More specifically, I know Dani used:

pip install ray==1.13.0 
pip install ray[tune]==1.13.0
pip install ray[rllib]==1.13.0

to install Ray.

hmm, it seems like something could be out of sync with the conda env in the rayproject/ray-ml:latest-gpu image

if I use these values in my yaml file I do not see the errors. does this work for you? I’m not sure if reinstalling the azure packages makes the difference or if it’s ray or has to be both.

# List of shell commands to run to set up nodes.
# NOTE: rayproject/ray-ml:latest has ray latest bundled
setup_commands:
    # Note: if you're developing Ray, you probably want to create a Docker image that
    # has your Ray repo pre-cloned.

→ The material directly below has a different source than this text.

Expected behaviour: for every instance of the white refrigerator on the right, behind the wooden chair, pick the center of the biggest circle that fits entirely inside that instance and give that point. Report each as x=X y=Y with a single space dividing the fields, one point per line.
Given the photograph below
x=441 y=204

Then, you can replace the pip installs
    # below with a git checkout <your_sha> (and possibly a recompile).
    # To run the nightly version of ray (as opposed to the latest), either use a rayproject docker image
    # that has the "nightly" (e.g. "rayproject/ray-ml:nightly-gpu") or uncomment the following line:
    - pip install -U "ray[default] @ https://s3-us-west-2.amazonaws.com/ray-wheels/latest/ray-2.0.0.dev0-cp37-cp37m-manylinux2014_x86_64.whl"

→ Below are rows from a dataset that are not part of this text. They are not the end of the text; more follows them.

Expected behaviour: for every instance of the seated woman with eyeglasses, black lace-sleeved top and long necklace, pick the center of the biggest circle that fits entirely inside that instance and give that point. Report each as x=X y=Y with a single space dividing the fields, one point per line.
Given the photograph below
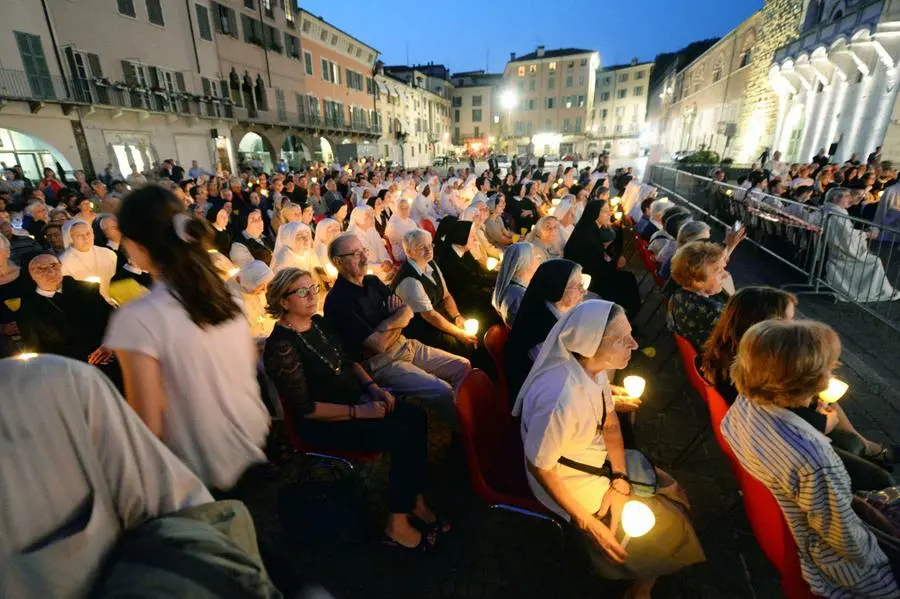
x=335 y=404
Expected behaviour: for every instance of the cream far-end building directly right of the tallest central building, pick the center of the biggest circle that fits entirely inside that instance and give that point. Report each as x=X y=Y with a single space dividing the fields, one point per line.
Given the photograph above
x=620 y=108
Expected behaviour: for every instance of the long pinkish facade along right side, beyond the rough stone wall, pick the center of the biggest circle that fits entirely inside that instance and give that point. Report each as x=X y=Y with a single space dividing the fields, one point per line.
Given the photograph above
x=701 y=104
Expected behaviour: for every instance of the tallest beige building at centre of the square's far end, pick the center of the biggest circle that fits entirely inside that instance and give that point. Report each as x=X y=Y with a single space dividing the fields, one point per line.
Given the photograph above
x=552 y=93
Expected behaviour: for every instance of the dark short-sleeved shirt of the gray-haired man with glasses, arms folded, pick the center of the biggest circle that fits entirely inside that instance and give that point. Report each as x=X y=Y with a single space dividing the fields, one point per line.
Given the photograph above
x=354 y=311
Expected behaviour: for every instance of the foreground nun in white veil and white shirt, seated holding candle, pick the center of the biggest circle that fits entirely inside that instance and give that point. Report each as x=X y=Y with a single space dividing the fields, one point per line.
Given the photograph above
x=568 y=411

# Custom commands that will be run on the head node after common setup.
# NOTE: rayproject/ray-ml:latest has azure packages bundled
head_setup_commands: 
    - pip install -U azure-cli-core==2.22.0 azure-mgmt-compute==14.0.0 azure-mgmt-msi==1.0.0 azure-mgmt-network==10.2.0 azure-mgmt-resource==13.0.0

@gramhagen what could cause the conda env in the rayprojcet/ray-ml:latest-gpu image to be out of sync?

cc @amogkam

Yes the error is gone after adding these lines to the yaml file. Thank you!

it seems like the version of azure packages in the docker image are more recent and could be leading to this issue with the type_extension package.